On a similar note, this morning I was tickled to get an email—one of my first of the New Year—from my friend Kate Johnson. In it she described making ginger banana scones from ingredients she had on hand. She knew I would like that part, making good use of what was in her kitchen. As Kate put it, “How many times do you have 1 banana, a bit of heavy cream left over from Xmas cooking, a lemon, and crystallized ginger, all at the same time?!!” Kudos to Kate for using these ingredients rather than letting them go to waste.
When I started this blog in 2009, I didn’t really envision a direction for it other than a focus on food, of course. But over the past year and a half, some things have become more and more obvious to me. That is, our species is confronting “a perfect storm” that includes peak oil, climate change, and overpopulation. (We are almost at 7 billion, up from 6 ½ billion when I first started the blog.) Add environmental pollution, and we have a very serious situation. As Sandra Steingraber exhorts in her excellent Living Downstream: An Ecologist’s Personal Investigation of Cancer and the Environment, it is time for humans to play “the Save the World Symphony.”
To carry on with the symphony metaphor, we can’t keep playing the same old tune of overconsumption, burning fossil fuels, and pumping gargantuan amounts of carbon dioxide into the atmosphere. To put it bluntly, we have to change our wasteful, polluting song. This won’t be easy because in many ways it is a sweet life, at least for those of us in affluent countries, to run through resources as though they are infinite.
Yet I refuse to give up hope. Perhaps it is because I am an American, but I have a perverse optimistic streak that allows me to believe that not only can we overcome these tremendous challenges, but we can also flourish and have a good life while doing so. It will take determination, creativity, and hard work. We will face adversaries who are either willfully blind or who are making such a big profit with the way things are now that they will do all that they can to stop change. We will face our own reluctance to change the way we do things. Still, I believe it can be done. It must be done.

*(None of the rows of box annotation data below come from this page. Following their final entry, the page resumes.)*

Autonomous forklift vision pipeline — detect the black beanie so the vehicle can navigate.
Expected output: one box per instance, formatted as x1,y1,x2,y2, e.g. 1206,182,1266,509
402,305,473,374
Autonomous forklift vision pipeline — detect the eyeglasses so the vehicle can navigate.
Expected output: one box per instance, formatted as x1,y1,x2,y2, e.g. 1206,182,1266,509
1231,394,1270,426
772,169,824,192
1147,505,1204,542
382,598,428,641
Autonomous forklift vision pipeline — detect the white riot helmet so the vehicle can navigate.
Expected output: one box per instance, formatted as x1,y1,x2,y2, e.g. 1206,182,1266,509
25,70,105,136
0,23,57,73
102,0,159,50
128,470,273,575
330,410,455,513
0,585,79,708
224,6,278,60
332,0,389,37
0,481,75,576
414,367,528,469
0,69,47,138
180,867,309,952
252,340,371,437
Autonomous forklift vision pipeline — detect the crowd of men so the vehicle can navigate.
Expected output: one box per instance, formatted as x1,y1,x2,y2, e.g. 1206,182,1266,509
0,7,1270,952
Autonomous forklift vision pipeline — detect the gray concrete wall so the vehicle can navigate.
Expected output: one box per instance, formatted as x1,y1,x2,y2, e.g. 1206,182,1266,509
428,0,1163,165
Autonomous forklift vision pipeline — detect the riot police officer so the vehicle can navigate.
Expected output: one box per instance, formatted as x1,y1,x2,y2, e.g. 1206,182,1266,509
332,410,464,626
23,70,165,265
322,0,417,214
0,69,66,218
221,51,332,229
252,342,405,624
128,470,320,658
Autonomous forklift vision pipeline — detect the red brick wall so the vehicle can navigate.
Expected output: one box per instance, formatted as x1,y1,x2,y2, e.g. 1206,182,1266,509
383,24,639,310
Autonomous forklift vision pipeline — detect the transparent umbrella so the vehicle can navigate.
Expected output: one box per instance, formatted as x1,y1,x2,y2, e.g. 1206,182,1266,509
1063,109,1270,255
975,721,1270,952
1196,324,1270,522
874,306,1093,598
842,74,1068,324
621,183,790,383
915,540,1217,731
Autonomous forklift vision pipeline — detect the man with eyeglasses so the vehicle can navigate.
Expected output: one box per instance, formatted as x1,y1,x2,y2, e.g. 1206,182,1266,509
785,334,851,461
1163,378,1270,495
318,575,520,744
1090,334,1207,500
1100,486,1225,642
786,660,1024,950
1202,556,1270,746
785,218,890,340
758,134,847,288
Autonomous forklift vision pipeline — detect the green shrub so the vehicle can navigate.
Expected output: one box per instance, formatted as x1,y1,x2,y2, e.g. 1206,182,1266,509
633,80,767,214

As I see it, my part in “the Save the World Symphony” is to write honestly but optimistically about living an environmental life. The focus, naturally, will be on food, and I plan to profile people of all ages who are doing what they can to live sustainably. I’ll link to articles and other blogs that might be of interest. I’ll ask questions, and occasionally, offer suggestions. I might even set forth some challenges for myself, and I already have a “Let them Eat Bread” project, where I have vowed to give away at least one loaf of bread a week. (I’m off to a good start. Last night, after midnight, I gave Shannon a loaf of bread to take home.)
So welcome 2011 and to the challenges ahead! Today is a binary day—1/1/11—and as my friend Sybil wrote, “A very auspicious sign for a happy, happy, happy-happy year mayhap?”
Kate Johnson is apparently better at finding things on the Internet than I am. Here is the link she sent me for Standish’s oven beef stew: http://books.google.com/books?id=3OGR11aYBs8C&pg=PA28&lpg=PA28&dq=Marjorie+Standish‘s+oven+beef+stew&source
One more bit of advice: At the end, don’t add the flour/water mixture all at once unless you want a really, really, really thick stew. Add a little at a time until you get the consistency you like.
Finally, the recipe calls for browning the beef in margarine. I never use margarine. Never. For me, it’s always butter.